黒い炎
「本当に、一瞬で」
「黒い炎……お前は、一体?」
呆然とした表情の尚香と咲耶を横目に
「ただの旅人だって」
飄々と玖楼は答えた。
翌日、テーブルの上には色彩鮮やかな料理が並べられていた。
「朝餉の準備が整いました」
昨日は色々ありすぎて、あまりよく眠れなかった。
「宿の台所を借りて作りました」
自信作ですよ、と尚香。
「いただきます」
「尚香の作るご飯、おいしいのよね」
白米を口に運ぶ瑤華を見て
「あのさ、オレの少ない気がするんだけど」
「見物料、払ってやっただろ」
少しは遠慮しろ、と咲耶に刀の鞘で小突かれる。
「ちぇっ」
立ち上がった玖楼を見て
「どちらに?」
瑤華が聞いた。
「厠」
「もう、食事中にやめてくださいよ」
顔を顰める尚香と
「あはは……」
苦笑いの瑤華。
「さっき宿屋の主人から聞いたんですけど、あの見せ物小屋を取り仕切っていた伯影って商人、詐欺容疑で役所に捕まったようですよ」
尚香の話を聞いて
「当然だろう。詐欺の上に、妙な化け物を暴走させた」
運がいいことに怪我人が出なかったのが幸いだ、と咲耶。
「しかし、あれはどう見ても作られたものです」
神妙な表情の咲耶に
「ひょっとして、協力者が」
「やっぱ、出ないな」
瑤華の言葉を、厠から戻って来た玖楼が遮る。
「その竜玉ってやつ、出ると思ったけど」
腹を押える玖楼を見て
「だから、食事中にしない」
尚香は呆れ顔。
「竜玉というのは、霊的な物質で構成されているの。

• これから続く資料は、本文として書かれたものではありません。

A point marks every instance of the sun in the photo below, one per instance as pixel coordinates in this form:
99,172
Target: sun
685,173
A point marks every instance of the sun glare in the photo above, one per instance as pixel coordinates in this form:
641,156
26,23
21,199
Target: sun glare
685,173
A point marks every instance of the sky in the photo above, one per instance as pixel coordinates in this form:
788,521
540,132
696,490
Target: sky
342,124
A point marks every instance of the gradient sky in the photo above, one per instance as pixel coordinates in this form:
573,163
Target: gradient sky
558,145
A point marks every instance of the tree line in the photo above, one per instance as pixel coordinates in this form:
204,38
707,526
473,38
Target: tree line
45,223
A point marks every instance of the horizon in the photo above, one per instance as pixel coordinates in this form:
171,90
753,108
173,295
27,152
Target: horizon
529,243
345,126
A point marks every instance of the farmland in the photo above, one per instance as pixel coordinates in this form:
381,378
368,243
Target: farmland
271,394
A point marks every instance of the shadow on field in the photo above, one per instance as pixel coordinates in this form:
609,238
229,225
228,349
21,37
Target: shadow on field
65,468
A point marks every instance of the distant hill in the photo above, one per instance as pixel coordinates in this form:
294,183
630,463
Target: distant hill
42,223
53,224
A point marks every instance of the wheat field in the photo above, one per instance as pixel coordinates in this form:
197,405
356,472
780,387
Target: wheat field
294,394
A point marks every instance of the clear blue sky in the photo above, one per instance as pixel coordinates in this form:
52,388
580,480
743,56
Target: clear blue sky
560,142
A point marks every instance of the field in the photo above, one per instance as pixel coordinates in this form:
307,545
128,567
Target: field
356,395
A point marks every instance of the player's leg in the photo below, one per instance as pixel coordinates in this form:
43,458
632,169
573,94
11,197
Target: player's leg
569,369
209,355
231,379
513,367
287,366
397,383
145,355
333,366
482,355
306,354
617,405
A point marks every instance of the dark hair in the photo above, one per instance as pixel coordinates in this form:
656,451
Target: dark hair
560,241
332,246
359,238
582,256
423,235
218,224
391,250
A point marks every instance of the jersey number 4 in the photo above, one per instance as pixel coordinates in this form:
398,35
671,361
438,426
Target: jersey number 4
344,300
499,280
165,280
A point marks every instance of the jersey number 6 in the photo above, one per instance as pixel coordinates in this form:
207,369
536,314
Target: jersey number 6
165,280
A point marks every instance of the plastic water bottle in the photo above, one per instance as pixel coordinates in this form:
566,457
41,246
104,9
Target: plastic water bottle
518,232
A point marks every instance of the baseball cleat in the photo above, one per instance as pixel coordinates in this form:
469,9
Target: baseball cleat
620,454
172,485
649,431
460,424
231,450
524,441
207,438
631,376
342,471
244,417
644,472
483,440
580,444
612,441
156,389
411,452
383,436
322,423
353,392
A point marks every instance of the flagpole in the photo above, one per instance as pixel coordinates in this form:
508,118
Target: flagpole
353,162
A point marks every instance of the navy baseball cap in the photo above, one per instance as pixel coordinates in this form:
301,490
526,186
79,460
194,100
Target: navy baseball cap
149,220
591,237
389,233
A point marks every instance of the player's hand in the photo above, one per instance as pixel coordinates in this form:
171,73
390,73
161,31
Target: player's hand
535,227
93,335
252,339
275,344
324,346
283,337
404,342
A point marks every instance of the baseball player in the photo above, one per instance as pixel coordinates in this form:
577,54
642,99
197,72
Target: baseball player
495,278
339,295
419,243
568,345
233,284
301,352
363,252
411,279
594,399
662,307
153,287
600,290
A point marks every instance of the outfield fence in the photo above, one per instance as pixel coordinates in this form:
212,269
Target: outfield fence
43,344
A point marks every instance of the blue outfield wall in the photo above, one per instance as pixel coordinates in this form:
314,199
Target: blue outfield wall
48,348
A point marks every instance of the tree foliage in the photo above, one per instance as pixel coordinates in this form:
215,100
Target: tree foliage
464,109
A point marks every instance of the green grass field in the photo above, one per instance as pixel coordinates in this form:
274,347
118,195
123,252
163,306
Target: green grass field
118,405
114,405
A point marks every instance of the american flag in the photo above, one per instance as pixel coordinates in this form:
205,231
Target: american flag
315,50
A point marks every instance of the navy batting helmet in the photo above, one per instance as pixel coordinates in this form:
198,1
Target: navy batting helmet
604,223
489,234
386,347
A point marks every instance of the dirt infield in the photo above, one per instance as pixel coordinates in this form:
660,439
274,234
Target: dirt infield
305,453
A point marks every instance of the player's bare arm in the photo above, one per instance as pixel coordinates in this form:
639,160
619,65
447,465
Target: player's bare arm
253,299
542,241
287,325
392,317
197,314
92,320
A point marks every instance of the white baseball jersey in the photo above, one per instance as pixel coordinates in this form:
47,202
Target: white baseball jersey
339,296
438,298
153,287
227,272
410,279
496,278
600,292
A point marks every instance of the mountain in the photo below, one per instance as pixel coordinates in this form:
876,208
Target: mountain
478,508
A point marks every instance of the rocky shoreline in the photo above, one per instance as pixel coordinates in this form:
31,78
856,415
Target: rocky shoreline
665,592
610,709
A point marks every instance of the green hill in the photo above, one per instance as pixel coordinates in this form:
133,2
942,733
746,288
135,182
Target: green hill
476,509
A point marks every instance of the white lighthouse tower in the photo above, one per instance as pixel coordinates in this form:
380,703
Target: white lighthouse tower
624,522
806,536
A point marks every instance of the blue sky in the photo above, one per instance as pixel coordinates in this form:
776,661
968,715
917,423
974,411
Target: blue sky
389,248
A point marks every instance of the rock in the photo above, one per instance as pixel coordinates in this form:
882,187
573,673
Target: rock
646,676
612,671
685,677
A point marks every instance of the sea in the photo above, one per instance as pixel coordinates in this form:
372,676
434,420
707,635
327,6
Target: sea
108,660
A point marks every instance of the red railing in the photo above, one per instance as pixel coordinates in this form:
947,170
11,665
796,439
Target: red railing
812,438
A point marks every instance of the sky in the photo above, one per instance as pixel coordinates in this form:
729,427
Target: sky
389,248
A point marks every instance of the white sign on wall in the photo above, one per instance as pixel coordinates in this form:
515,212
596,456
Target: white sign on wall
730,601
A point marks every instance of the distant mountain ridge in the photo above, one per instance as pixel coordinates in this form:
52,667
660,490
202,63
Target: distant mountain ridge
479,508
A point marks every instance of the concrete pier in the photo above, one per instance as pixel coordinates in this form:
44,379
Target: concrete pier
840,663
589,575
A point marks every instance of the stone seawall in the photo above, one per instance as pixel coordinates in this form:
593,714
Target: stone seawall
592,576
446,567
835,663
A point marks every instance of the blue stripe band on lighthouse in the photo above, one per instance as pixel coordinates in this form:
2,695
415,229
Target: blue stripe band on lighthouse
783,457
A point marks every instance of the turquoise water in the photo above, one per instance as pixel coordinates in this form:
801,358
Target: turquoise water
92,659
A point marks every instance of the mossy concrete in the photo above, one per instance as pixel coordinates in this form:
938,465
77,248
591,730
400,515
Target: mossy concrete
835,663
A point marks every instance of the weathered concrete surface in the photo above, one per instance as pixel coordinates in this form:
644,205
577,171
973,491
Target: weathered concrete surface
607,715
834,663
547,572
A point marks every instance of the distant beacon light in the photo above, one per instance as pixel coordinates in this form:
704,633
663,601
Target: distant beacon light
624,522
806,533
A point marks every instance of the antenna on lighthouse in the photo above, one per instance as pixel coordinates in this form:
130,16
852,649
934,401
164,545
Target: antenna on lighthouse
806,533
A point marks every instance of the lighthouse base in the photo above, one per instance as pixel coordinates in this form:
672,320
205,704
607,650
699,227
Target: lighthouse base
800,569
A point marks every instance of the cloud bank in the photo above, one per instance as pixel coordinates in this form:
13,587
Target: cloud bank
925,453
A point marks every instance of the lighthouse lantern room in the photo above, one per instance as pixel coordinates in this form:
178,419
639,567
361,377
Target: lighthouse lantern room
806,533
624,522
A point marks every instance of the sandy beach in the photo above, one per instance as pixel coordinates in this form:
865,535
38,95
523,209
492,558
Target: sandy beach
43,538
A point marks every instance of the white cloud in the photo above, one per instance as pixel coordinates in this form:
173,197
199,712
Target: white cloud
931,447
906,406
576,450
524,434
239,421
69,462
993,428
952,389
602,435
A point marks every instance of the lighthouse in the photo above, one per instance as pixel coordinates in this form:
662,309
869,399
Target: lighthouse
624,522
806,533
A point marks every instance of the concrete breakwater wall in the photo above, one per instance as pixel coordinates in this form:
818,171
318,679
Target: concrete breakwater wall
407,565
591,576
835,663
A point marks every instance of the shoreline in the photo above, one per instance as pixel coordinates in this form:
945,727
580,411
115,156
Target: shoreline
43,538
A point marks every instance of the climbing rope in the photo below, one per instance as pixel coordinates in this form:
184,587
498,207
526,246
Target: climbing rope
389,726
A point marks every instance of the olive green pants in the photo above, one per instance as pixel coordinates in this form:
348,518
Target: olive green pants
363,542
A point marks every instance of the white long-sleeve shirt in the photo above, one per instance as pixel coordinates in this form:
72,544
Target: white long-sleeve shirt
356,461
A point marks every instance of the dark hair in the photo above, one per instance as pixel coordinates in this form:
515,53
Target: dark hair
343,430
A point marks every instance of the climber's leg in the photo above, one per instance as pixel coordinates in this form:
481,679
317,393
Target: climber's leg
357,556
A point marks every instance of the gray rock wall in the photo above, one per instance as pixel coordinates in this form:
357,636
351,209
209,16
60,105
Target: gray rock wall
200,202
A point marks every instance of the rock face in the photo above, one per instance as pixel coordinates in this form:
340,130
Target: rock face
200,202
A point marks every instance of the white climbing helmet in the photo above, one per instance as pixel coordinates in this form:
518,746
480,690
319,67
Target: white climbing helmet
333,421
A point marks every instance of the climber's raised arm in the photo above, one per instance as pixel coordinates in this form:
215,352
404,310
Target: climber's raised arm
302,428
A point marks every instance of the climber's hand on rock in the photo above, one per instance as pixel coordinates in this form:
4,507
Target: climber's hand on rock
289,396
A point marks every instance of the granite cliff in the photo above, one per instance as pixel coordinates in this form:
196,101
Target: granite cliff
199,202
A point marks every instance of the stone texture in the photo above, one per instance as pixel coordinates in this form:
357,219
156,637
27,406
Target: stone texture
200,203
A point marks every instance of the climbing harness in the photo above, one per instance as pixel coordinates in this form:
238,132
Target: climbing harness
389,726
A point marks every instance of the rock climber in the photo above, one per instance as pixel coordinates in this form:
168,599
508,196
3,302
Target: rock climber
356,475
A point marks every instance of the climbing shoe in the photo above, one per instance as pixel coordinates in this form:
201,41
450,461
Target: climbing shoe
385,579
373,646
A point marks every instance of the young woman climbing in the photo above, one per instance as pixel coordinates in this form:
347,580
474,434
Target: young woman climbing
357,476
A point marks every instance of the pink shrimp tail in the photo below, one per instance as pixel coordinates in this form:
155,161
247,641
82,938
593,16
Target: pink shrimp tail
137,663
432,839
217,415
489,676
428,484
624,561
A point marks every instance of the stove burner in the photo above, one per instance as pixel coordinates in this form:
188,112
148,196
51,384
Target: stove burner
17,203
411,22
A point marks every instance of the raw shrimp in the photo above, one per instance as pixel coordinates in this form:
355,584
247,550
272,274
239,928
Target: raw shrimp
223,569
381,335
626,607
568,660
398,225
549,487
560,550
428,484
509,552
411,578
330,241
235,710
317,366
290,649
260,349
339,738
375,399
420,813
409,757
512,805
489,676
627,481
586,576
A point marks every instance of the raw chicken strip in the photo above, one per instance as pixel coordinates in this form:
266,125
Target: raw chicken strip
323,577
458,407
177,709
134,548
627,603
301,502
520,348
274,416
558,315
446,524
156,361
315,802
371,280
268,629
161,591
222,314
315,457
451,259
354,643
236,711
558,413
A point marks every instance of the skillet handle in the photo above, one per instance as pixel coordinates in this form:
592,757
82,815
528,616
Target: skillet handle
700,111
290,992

おそらく玖楼の中に消化されたのではなくて、体の中に溶けた状態と考えたほうがいいわ」
瑤華の説明を聞いて
「つまり、呪術師にオレに溶けた竜玉を再構成してもらうのか」
「そうなるわね」
「ふーん」
興味のなさそうな玖楼に
「お前、昨日のあれは一体なんだ?」
「呪術師の使う、術とは違う感じでした」
咲耶と尚香が問い詰める。
「えー、どうしよっかな」
待遇悪いし、と言う玖楼に
「こ、このクソガキ」
咲耶は口元を引きつらせる。
「誰にだって、言いたくないことの一つや二つあるものよ。二人とも、無理に玖楼を問い詰めるものではないわ」
窘めるような瑤華の言葉に
「お姫様、惚れそうだ」
はしゃぐ玖楼の横で
「分かりました。姫様がおっしゃるのなら」
「咲耶さん、いいんですか?」
小声で聞いた尚香に
「玖楼は、頭の良さそうな奴ではない」
「まあ、それは」
「一緒に行動していれば、嫌でもボロが出る。その時に、問い詰める」
執念深い咲耶を見て、尚香は少しだけ玖楼に同情した。
天涼で、一番の高級宿。
西側の障子を開け、池で泳ぐ鯉を眺めていた少女は
「伯影が、役人に捕まったんですって?」
濃緑色の瞳を細めた。
「あの商人には、相応かと」
隣に控える黒衣の従者に
「まあ、当然ですわ。合成獣(キメラ)を、神瑞様だなんて」
少女は頷いた。
「ですが、いい餌にはなったかと」
遅れて部屋を訪れた刹那の報告に
「餌?」
眉を寄せた少女に
「麗(れい)喬(きょう)様、西海国の一行に、見慣れない少年が同行しています」
「少年?」
一体何者ですの、と麗喬。
「あの合成獣を一瞬にして倒したと噂になっているようです」
黒衣の従者。
「さすが、燐(りん)殿。情報が早い」
麗喬は目の色を変えると
「ま、まさか、その方が」
世界に綻びが生じる時、神瑞は道士を地上に派遣する。
「合成獣を倒したのは、偶然とはいえ、成行きでしょう」
刹那は、肩を竦める。
「私の見た所、彼はなんのために地上に降りたのかすっかり忘れているようです」
「お父様を助けるには、道士の力が必要ですわ」
麗喬は溜息をつくと
「刹那、その者を、目覚めさせるにはどうしたら?」
「すでに、新しい合成獣の研究は進めております」
ご安心ください、と一礼して刹那は部屋を出た。
刹那の気配が遠ざかるのを見計らい
「……あの男に、全てを任せてよいものでしょうか」
燐が不満を口にする。
「でも、腕は確かですわ」
父は呪術師に手の施しようのない状態だといわれていたが、突然現れた流浪の呪術師である刹那の力によって、かろうじて命を繋ぎ止めることができた。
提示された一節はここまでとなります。